As the development projects unfold and the loans become harder to pay, some local leaders may balk at the entrapment. If they resist, the “jackals” are brought in to enforce compliance, sometimes by overthrowing the officials or, if necessary, by assassinating them.
Perkins believes the corporatocracy has lately extended its reach into America, bribing and threatening government officials into favoring corporate interests.
As an economic hit man, Perkins is haunted by concerns that his work with developing nations does more harm than good. He knows his job is to cheat local governments, but he also knows that America greatly fears the global expansion of communism and wants to stop it wherever it can, in part through the efforts of agents like Perkins. The corporatocracy, dirty though it may be, is the main system for accomplishing US foreign policy goals in the developing world. Perkins also enjoys large paychecks and a posh lifestyle filled with international adventure; these perks lure him back into the fold whenever his conscience balks.
Perkins vacillates about this dilemma. He tries to assuage his conscience by learning about and sympathizing with locals and indigenous people. This makes little difference to the demands of his work life, however, which compels him to continue selling regional leaders on the purported merits of the development programs he hawks. At one point Perkins achieves a sort of compromise through his friendship with Panama’s Omar Torrijos, who repays Perkins’s honest economic forecasts with plenty of development work for Perkins’s company.
Though Perkins wants to do good in the world, and though his moral quandary is understandable, his attempts to excuse his work by insisting he is fighting communism make him as naive as the third-world leaders he manipulates. This leads to his eventual realization that every player in the EHM system is enticed by its greed-based death economy. This scheme tempts all sides.
It requires the unstinting efforts of Perkins’s Colombian friend Paula to convince Perkins that he must walk away from his economic hit man role and assume a new life as an activist.
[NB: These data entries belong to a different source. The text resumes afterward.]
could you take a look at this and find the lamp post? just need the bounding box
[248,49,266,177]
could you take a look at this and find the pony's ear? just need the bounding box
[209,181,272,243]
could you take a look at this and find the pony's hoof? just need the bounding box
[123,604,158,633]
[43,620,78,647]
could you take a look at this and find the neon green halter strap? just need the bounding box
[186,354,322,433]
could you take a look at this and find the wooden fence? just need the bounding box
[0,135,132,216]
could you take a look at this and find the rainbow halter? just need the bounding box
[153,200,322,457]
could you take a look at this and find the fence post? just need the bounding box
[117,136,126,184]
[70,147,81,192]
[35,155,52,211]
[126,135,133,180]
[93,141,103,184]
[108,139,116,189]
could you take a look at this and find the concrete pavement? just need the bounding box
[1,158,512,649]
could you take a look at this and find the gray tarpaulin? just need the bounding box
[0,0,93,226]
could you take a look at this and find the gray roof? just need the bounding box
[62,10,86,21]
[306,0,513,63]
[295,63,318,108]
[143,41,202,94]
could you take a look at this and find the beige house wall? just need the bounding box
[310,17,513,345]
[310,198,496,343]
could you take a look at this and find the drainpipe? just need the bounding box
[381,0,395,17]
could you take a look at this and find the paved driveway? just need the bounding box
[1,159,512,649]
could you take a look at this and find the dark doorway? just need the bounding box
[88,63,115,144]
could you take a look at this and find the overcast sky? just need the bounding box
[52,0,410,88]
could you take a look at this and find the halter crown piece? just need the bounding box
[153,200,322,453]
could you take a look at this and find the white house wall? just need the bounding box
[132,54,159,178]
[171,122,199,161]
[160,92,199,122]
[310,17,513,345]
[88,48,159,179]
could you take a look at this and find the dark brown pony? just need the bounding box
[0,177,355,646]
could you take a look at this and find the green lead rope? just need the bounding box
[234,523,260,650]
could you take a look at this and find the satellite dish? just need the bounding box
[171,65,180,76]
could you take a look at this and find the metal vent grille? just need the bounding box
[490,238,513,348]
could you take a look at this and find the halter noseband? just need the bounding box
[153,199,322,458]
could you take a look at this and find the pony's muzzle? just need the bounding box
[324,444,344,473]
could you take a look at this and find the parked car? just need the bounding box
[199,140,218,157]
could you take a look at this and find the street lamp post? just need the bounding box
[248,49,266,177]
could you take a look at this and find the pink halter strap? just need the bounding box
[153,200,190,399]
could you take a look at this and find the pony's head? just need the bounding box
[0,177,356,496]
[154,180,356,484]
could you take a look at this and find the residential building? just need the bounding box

Perkins starts an alternate energy company, writes books, creates foundations to promote the interests of indigenous Amazonians, and finally pens a tell-all autobiography and its sequel, The New Confessions of an Economic Hit Man.
Perkins hopes that people and corporations alike will resolve the conflict between greed and equality by abandoning attitudes steeped in scarcity and fear for ones founded on abundance and love.
The corporatocracy chugs forward relentlessly, gathering steam as it hurtles toward total world domination. Its motive is greed, its method is debt and fear, and it seems unstoppable. Yet the corporatocracy contains a fatal flaw: Its program destroys everything, even those enriched by the economic hit man system—or, as Perkins also puts it, the “death economy.”
This destruction comes about largely through the degradation of the environment. The biggest corporate interests in the death economy, the oil companies, generate pollution on a global scale. The other corporations, with their endless construction projects, dam up rivers, tear down forests, and promote mass consumerism, which all take a heavy toll on natural resources.
Democracy, demonstrations, protests, and rebellions have failed to slow the death economy’s march. Masses of people are fed up with this relentless process, and a growing number of corporate CEOs want to refocus their firms from mindless consumer mongering to conservation, creative solutions, and respect for all peoples. Perkins offers an action plan based on love for others, a passion for vital work, and a willingness to join hands in community efforts.